Au-delà du safran, l’Algérie dispose déjà d’un savoir-faire traditionnel dans certaines cultures aromatiques et condimentaires : coriandre, cumin, paprika, piment rouge, carvi ou encore fenouil. Toutefois, ces productions restent souvent cantonnées à des exploitations de petite taille ou à des usages essentiellement locaux. La structuration de véritables filières organisées reste un enjeu majeur pour le développement des cultures d’épices en Algérie. Selon les professionnels et les agronomes, plusieurs défis se dessinent : l’accès à des semences sélectionnées et certifiées, la maîtrise des techniques culturales spécifiques à chaque épice, la mise en place d’une irrigation raisonnée, ainsi que l’organisation efficace des circuits de transformation et de distribution.

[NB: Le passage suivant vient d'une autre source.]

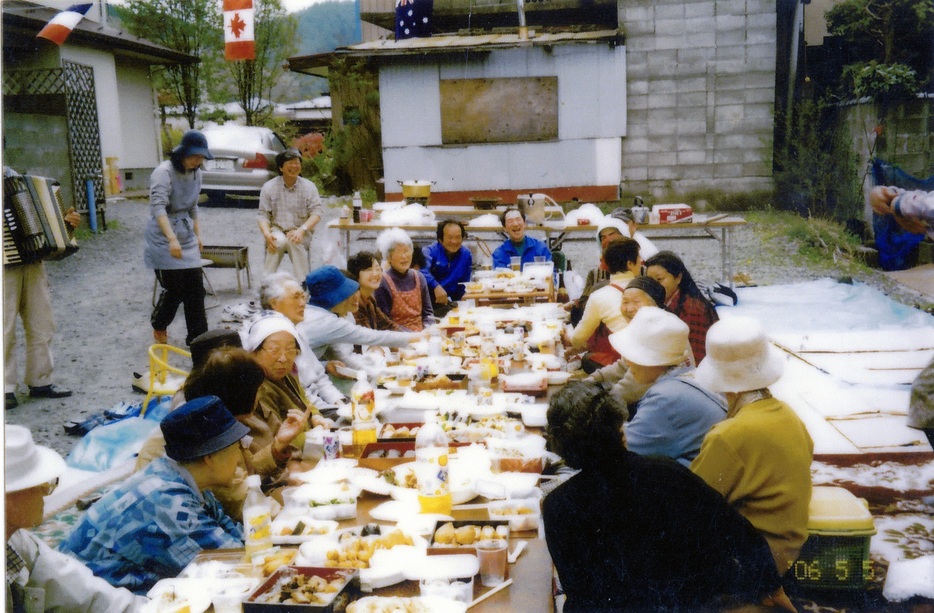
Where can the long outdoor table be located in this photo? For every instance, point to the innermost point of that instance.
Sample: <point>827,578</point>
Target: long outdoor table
<point>530,592</point>
<point>716,227</point>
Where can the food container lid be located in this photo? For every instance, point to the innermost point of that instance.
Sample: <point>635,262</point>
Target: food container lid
<point>455,566</point>
<point>834,510</point>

Ces dernières années, de nombreuses initiatives ont été encouragées afin de développer toutes les filières agricoles et de mieux saisir l’ensemble des segments, parmi lesquels la culture des épices occupe une place croissante. Dans ce cadre, les cultures médicinales et aromatiques ont bénéficié d’une attention particulière, avec des directives émises par les plus hautes autorités du pays.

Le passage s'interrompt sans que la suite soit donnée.